Iran's Guardian Council announced the list of approved candidates for the June 18 presidential elections. The seven in the list, leaked earlier this week by Fars News, are almost all conservative or hardline followers.
Although the Guardian Council can disqualify any candidate, Ayatollah Khamenei can ultimately amend the list. While the list has surprised many, the exclusion of former Parliament speaker Ali Larijani, who was seen as a frontrunner and main challenger to Chief Justice Ebrahim Raisi, was expected.
These are the candidates:
Mr Raisi is a hardline conservative and Iran's Chief justice as well as a potential successor to Ayatollah Khamenei. Mr Raisi ran against current Iranian President Hassan Rouhani in 2017, getting only 38 per cent of the votes.
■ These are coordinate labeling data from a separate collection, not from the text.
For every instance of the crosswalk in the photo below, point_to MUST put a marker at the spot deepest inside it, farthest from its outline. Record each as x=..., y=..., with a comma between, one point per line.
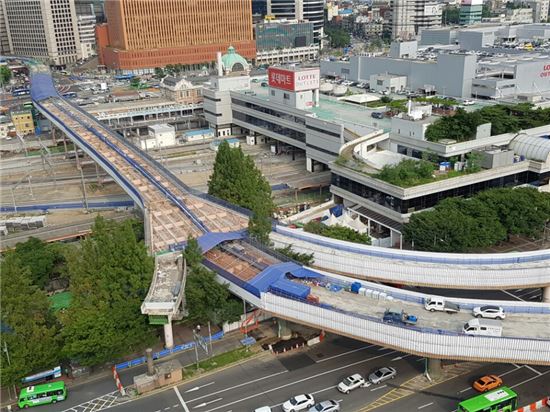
x=100, y=403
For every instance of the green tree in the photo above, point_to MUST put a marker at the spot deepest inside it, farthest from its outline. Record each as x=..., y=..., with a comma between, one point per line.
x=305, y=259
x=337, y=232
x=208, y=300
x=192, y=253
x=109, y=280
x=5, y=75
x=30, y=332
x=159, y=72
x=41, y=258
x=236, y=179
x=522, y=211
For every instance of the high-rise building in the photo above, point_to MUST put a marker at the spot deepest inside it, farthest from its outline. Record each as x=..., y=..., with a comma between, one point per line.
x=284, y=41
x=86, y=32
x=409, y=17
x=45, y=29
x=89, y=7
x=311, y=10
x=146, y=34
x=470, y=12
x=4, y=41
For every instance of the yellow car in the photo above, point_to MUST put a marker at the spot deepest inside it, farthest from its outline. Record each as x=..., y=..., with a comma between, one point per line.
x=487, y=383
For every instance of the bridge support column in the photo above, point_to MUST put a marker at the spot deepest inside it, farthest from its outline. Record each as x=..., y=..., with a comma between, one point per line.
x=284, y=331
x=433, y=368
x=168, y=335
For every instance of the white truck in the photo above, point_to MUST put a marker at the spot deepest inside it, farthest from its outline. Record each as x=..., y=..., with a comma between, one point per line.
x=436, y=303
x=483, y=327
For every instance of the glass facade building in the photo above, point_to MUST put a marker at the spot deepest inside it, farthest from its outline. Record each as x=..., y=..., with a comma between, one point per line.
x=287, y=35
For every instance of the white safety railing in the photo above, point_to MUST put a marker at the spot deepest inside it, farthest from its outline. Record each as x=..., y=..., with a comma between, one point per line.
x=437, y=344
x=466, y=271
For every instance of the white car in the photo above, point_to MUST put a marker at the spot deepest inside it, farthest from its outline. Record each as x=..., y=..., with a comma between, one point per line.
x=489, y=312
x=299, y=403
x=350, y=383
x=382, y=375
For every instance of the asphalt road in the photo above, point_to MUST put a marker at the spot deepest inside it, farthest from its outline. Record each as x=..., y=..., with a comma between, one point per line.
x=271, y=380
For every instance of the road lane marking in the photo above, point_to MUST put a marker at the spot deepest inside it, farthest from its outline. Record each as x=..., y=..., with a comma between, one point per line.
x=533, y=369
x=301, y=380
x=196, y=388
x=511, y=294
x=380, y=387
x=343, y=354
x=178, y=394
x=237, y=386
x=202, y=405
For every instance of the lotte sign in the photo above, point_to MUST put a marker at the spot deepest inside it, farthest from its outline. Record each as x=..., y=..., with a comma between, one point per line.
x=293, y=80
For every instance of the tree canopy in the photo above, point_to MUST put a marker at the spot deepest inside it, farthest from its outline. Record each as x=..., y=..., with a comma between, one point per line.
x=29, y=329
x=206, y=298
x=237, y=180
x=41, y=258
x=464, y=225
x=109, y=279
x=503, y=118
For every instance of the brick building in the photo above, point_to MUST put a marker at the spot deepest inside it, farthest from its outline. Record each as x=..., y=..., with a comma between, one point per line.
x=141, y=35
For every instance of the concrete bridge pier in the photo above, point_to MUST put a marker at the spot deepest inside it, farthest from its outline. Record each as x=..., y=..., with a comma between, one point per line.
x=285, y=333
x=433, y=368
x=168, y=334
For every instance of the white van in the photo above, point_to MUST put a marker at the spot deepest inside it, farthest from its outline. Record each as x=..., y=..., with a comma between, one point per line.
x=484, y=327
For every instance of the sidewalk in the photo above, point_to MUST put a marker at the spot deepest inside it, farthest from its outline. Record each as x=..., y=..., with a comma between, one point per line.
x=101, y=381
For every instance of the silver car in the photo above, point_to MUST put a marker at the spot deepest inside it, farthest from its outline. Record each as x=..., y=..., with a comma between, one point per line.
x=326, y=406
x=382, y=374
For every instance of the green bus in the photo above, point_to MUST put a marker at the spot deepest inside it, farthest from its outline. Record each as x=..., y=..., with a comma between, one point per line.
x=502, y=399
x=42, y=394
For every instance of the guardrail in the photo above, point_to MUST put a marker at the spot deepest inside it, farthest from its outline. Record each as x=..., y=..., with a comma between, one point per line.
x=419, y=341
x=166, y=352
x=163, y=170
x=196, y=221
x=529, y=269
x=419, y=298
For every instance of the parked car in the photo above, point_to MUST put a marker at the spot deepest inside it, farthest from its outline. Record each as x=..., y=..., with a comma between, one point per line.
x=489, y=312
x=382, y=374
x=487, y=383
x=326, y=406
x=401, y=318
x=483, y=327
x=350, y=383
x=436, y=303
x=299, y=403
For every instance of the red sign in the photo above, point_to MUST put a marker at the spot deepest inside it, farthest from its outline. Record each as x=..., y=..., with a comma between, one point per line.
x=281, y=79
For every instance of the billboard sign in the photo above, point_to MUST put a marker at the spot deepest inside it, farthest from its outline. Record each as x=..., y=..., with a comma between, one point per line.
x=294, y=80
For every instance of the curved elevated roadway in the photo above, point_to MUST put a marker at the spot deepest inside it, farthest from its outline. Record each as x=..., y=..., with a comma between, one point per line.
x=172, y=213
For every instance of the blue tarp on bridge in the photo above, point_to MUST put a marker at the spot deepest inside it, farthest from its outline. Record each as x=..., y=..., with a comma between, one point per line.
x=42, y=87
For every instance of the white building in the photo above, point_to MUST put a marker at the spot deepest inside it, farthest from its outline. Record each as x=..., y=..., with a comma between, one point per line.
x=159, y=135
x=86, y=32
x=43, y=29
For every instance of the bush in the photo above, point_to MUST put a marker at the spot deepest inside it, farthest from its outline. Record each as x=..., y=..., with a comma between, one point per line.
x=337, y=232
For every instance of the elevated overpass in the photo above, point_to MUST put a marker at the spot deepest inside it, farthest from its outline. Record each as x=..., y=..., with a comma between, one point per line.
x=172, y=212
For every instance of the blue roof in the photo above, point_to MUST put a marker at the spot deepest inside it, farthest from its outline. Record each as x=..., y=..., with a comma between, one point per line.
x=198, y=132
x=212, y=239
x=42, y=87
x=274, y=277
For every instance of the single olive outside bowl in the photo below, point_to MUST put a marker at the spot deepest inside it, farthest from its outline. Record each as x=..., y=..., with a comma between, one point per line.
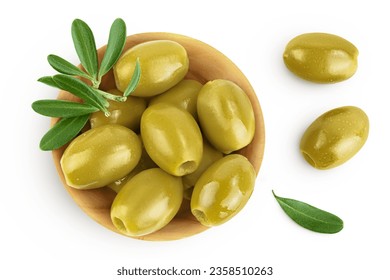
x=206, y=63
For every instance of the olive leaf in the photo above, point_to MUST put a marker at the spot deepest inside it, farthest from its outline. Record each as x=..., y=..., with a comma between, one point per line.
x=82, y=90
x=116, y=42
x=310, y=217
x=62, y=108
x=85, y=46
x=63, y=132
x=65, y=67
x=48, y=80
x=134, y=79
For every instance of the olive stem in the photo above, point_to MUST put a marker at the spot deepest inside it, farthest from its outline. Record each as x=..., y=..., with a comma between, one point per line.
x=111, y=96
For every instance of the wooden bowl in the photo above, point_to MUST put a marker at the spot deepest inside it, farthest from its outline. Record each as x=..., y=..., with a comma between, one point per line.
x=206, y=63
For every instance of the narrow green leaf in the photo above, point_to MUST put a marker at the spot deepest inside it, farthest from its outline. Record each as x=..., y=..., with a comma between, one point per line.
x=80, y=89
x=309, y=216
x=62, y=132
x=62, y=108
x=134, y=79
x=65, y=67
x=116, y=42
x=84, y=43
x=48, y=80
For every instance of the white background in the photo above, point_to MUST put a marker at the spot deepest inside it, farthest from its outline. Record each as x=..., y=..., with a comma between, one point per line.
x=45, y=234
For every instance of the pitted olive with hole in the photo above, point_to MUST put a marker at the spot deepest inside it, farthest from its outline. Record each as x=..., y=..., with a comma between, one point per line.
x=209, y=156
x=147, y=202
x=226, y=115
x=100, y=156
x=321, y=57
x=172, y=139
x=184, y=95
x=126, y=113
x=164, y=63
x=223, y=190
x=335, y=137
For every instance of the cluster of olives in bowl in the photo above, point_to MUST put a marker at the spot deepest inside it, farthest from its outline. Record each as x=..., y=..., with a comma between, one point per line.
x=181, y=169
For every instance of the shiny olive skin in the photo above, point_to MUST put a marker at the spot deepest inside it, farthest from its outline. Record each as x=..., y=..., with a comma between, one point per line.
x=209, y=156
x=172, y=138
x=223, y=190
x=100, y=156
x=147, y=202
x=184, y=95
x=335, y=137
x=144, y=163
x=321, y=57
x=226, y=115
x=163, y=64
x=126, y=113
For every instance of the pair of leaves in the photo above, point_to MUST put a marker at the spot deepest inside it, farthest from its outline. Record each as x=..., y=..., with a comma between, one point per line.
x=309, y=216
x=75, y=115
x=85, y=46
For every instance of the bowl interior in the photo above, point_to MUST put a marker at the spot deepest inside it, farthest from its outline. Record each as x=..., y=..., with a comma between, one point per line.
x=206, y=63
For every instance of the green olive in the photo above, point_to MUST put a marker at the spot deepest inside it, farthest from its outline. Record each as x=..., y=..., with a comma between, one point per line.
x=226, y=115
x=147, y=202
x=321, y=57
x=172, y=138
x=144, y=163
x=184, y=95
x=209, y=156
x=163, y=64
x=335, y=137
x=223, y=190
x=126, y=113
x=100, y=156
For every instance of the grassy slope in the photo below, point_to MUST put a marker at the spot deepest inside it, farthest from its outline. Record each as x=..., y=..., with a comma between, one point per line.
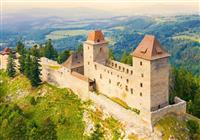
x=62, y=103
x=51, y=102
x=171, y=126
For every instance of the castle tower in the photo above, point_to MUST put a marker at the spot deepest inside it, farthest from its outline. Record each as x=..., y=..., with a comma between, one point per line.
x=95, y=50
x=151, y=73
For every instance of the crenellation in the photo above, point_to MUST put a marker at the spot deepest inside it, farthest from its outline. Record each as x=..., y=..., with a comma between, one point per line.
x=144, y=86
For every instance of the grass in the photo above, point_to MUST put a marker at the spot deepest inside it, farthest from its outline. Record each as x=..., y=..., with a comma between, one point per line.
x=171, y=126
x=51, y=102
x=54, y=67
x=112, y=127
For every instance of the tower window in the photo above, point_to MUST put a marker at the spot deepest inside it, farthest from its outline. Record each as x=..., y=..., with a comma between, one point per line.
x=126, y=88
x=127, y=71
x=131, y=91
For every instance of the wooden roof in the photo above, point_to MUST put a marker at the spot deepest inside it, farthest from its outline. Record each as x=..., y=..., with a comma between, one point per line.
x=96, y=36
x=75, y=60
x=150, y=49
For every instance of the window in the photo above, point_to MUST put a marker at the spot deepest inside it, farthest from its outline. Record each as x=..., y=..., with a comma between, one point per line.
x=131, y=72
x=100, y=76
x=131, y=91
x=127, y=71
x=126, y=88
Mr Raisi has said he will be running as an independent, focusing his campaign on fighting poverty and corruption.
Without the presence of Mr Larijani, Mr Raisi is expected to easily win the election.
Amirhossein Ghazizadeh Hashemi
Mr Hashemi is a hardline candidate and the first deputy speaker of the Iranian Parliament. He has been a vocal critic of the broader region's efforts to normalise relations with Israel, as well as diplomatic relations with the west.
Mr Rezaei is a former commander of the Islamic Revolutionary Guard Corps and is currently Secretary of the Expediency Council. The council is in charge of resolving disputes between parliament and the Guardian Council.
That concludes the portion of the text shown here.